Diario de lecturas (once)

Por Juan Terranova

Releo, apenas, La filosofía política de la escuela de Frankfurt de George Friedman. Celia se ríe porque recuerdo mal y lo cito diciendo otros nombres parecidos. Friedman tiene una buena idea, muy seductora: el marxismo de Frankfurt es un marxismo tenso porque, en defintiva, Adorno, Horkheimmer, Benjamin y Marcuse, los autores que analiza, eran marxistas de derecha. “Es más productivo leerlos así” dice. Después, pone una pata en el mesianismo judío. No recordaba que el libro fuera tan atrevido, sí sólido en su argumentación y en su prosa, pero no tan atrevido... (Aunque quizás esa no sea la palabra.) Me gustaría no dispersarme y leerlo hasta el final. Los equívocos del marxismo, al menos en la Argentina, son inesperadamente sabrosos.

Hoy me levanté tarde, y mientras me duchaba y repasaba mentalmente el libro me acordé de una anécdota. Hace años, estaba en una revista universitaria con unos amigos y un pibe que publicaba ahí me mostró sus “aforismos”. Por lo general, eran malos. Había uno que decía: “Nada que no sea digno de ser leído más de dos veces debería ser escritor”. Me llamó la atención porque condensaba una especie de ética superyóica que circulaba, en otras versiones, apenas un poco menos toscas, por la facultad. Cuando me pidió opinión le señalé que si se pusiera en prática esa máxima, el ochenta por ciento de lo que se escribe se tendría que borrar. Manuales de uso, horarios de transportes, los menús de los restaurantes, información sobre cines y espectáculos, por no hablar de las utilitarias listas de supermercadob y muchas agendas y ayuda memorias... Todavía no existían los blogs. El autor de los aforismos no entendió el chiste.

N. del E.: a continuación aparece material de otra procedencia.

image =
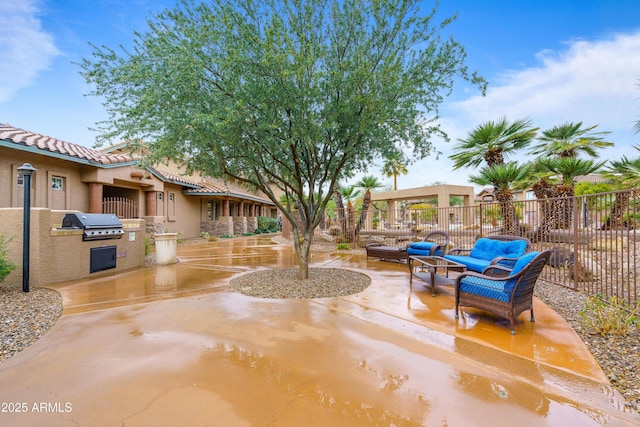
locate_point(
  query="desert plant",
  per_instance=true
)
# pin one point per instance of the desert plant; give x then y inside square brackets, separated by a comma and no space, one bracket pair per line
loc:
[6,266]
[613,317]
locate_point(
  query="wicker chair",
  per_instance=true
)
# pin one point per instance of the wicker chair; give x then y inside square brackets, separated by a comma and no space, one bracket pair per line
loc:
[502,291]
[483,259]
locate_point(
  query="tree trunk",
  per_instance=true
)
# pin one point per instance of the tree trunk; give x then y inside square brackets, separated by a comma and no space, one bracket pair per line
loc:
[341,214]
[620,205]
[302,240]
[508,210]
[350,232]
[366,202]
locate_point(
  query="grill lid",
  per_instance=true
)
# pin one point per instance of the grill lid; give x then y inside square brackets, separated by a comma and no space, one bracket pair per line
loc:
[95,226]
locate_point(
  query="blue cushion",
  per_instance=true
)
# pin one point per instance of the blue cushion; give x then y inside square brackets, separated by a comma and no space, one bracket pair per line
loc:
[522,262]
[484,249]
[489,249]
[512,249]
[473,264]
[422,245]
[424,248]
[493,289]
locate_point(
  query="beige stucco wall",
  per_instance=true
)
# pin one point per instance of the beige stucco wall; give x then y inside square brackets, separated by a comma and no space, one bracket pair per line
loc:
[75,194]
[59,255]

Dos meses después hice un viaje a Cuba. Para el avión, me llevé el primer tomo de los Ensayos de Montaigne. Era un libro que quería leer hace tiempo, uno de esos libros a los que les tenés fe, en los que querés entrar con ansiedad. El avión era de Copa Airlines y hacía escala en Panamá. Antes de que despegara, subió un tipo con pinta de panameño y se sentó al lado mío. No me cayó bien, porque yo contaba con ese asiento para estirarme. El tipo había elegido otra lectura. Antes de quedarse dormido, metió en el bolsillo de tela que había abajo de la mesita plegable, un ejemplar de Condorito. El avión despegó y yo empecé a sentir que la revista me hablaba. Simplemente no podía concentrarme en mi libro, que palidecía. Era como si Condorito se riera de mí. Estuve tentado de agarra la revista. No lo hice porque tuve miedo de que el tipo se despertara y me dijera: “Ah, ¿y qué pasó con Montaigne?”. Ahora me acuerdo que también le conté la historia por chat a un amigo que estaba en Minneapolis por un viaje de trabajo. Sentí como se reía on line.